The catalase test is used to determine whether an organism that is growing in air is doing so by the process of aerobic respiration (including the obligate aerobes and facultatives) or if that organism is an aerotolerant anaerobe like Streptococcus. Organisms capable of aerobic respiration are catalase positive and those that are not are catalase negative. In a way, catalase is a variation of the oxygen requirements test, and it is highly . Although this test can be used on all kinds of bacteria, we will only use it to separate our Gram positive cocci into 2 groups: Staphylococcus species are catalase positive and Streptococcus species are catalase negative.

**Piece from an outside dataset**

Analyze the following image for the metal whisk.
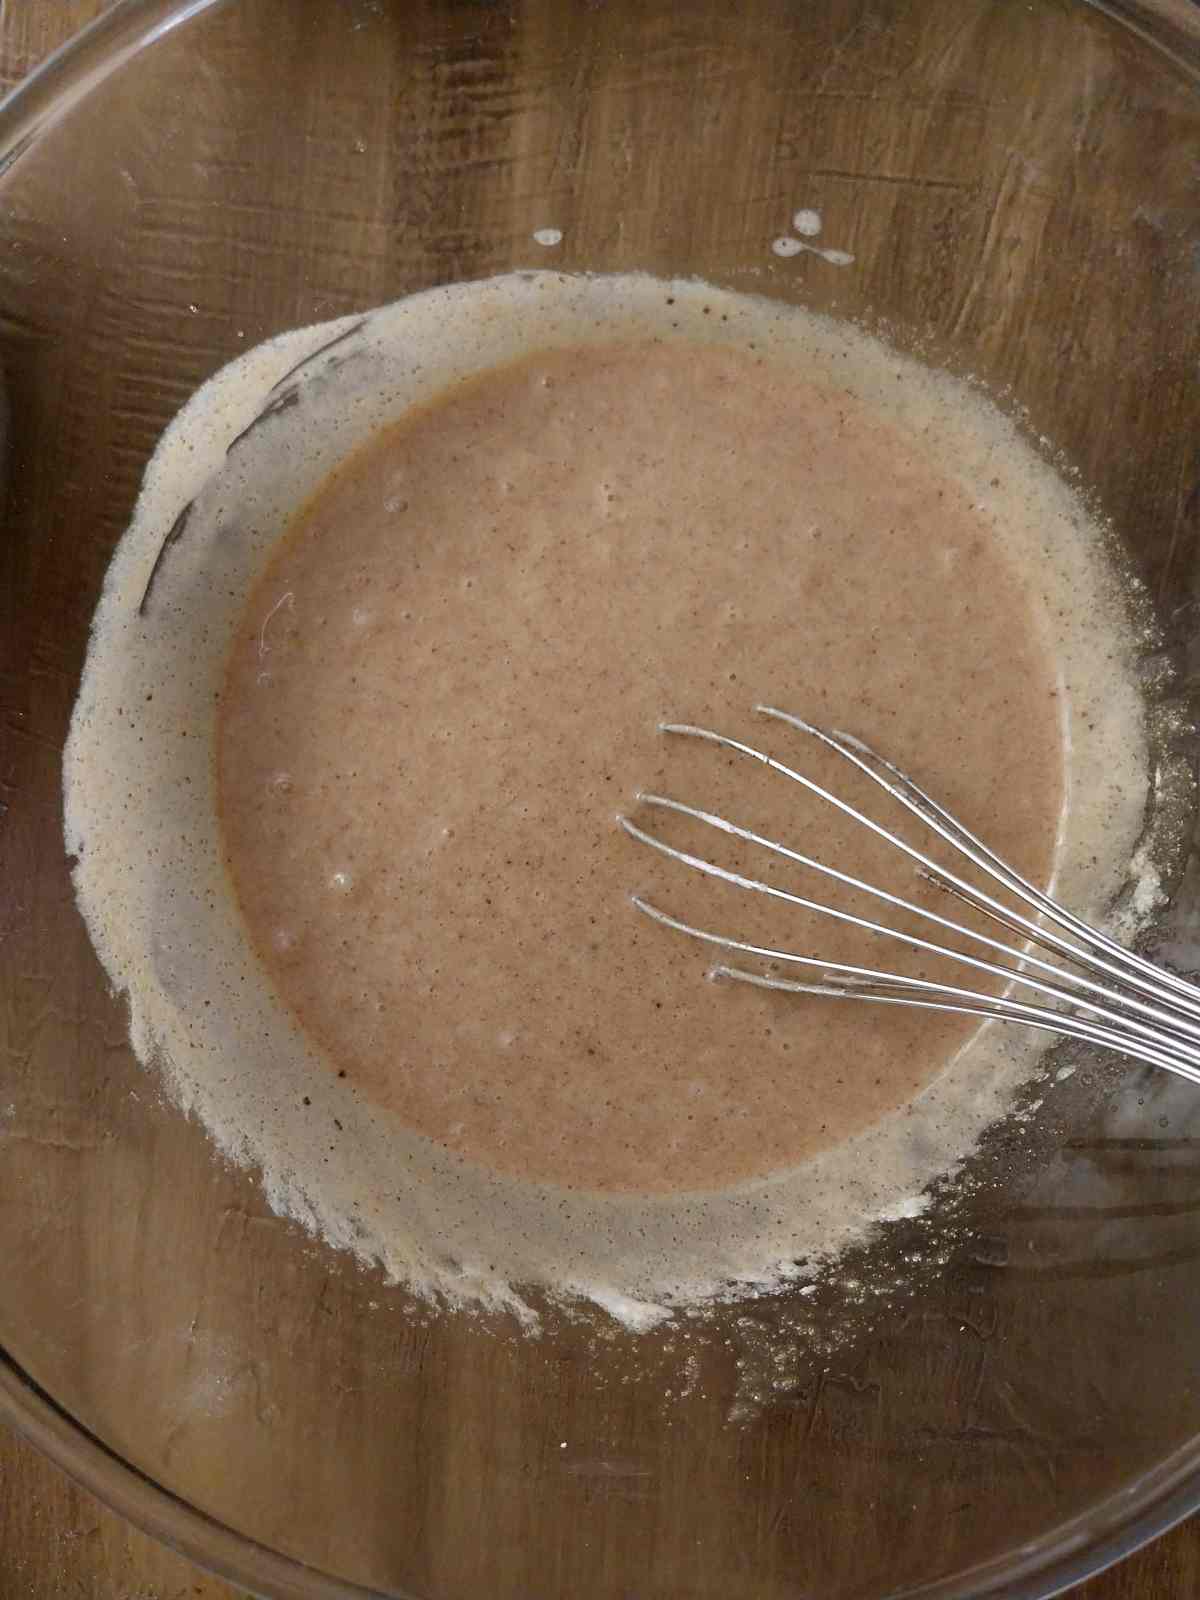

Start with fresh cultures (~24 hrs.) of the organisms to be tested. Test a Staphylococcus species as a catalase positive control and a Streptococcus species as a negative control. Using your loop, place a healthy wad of cells on opposite ends of a microscope slide, Staph on one end and Strep on the other. Spread the cells out to the size of a BB. Immediately (before the cells dry out) place 1 drop of fresh H2O2 on each spot of cells. If the mixture bubbles vigorously, the culture is catalase positive. If not, the culture is catalase negative. The bubbling is due to released oxygen gas. See image “Catalase: right positive.”
NOTES:
* FRESH cultures must be used for this test.
* We will only use this test to differentiate Gram positive cocci.
* DO NOT add water to the cells on the slide. You are NOT making a smear for Gram stains here.
* Add the peroxide quickly after placing the cells on the slide. DO NOT let the cells dry up.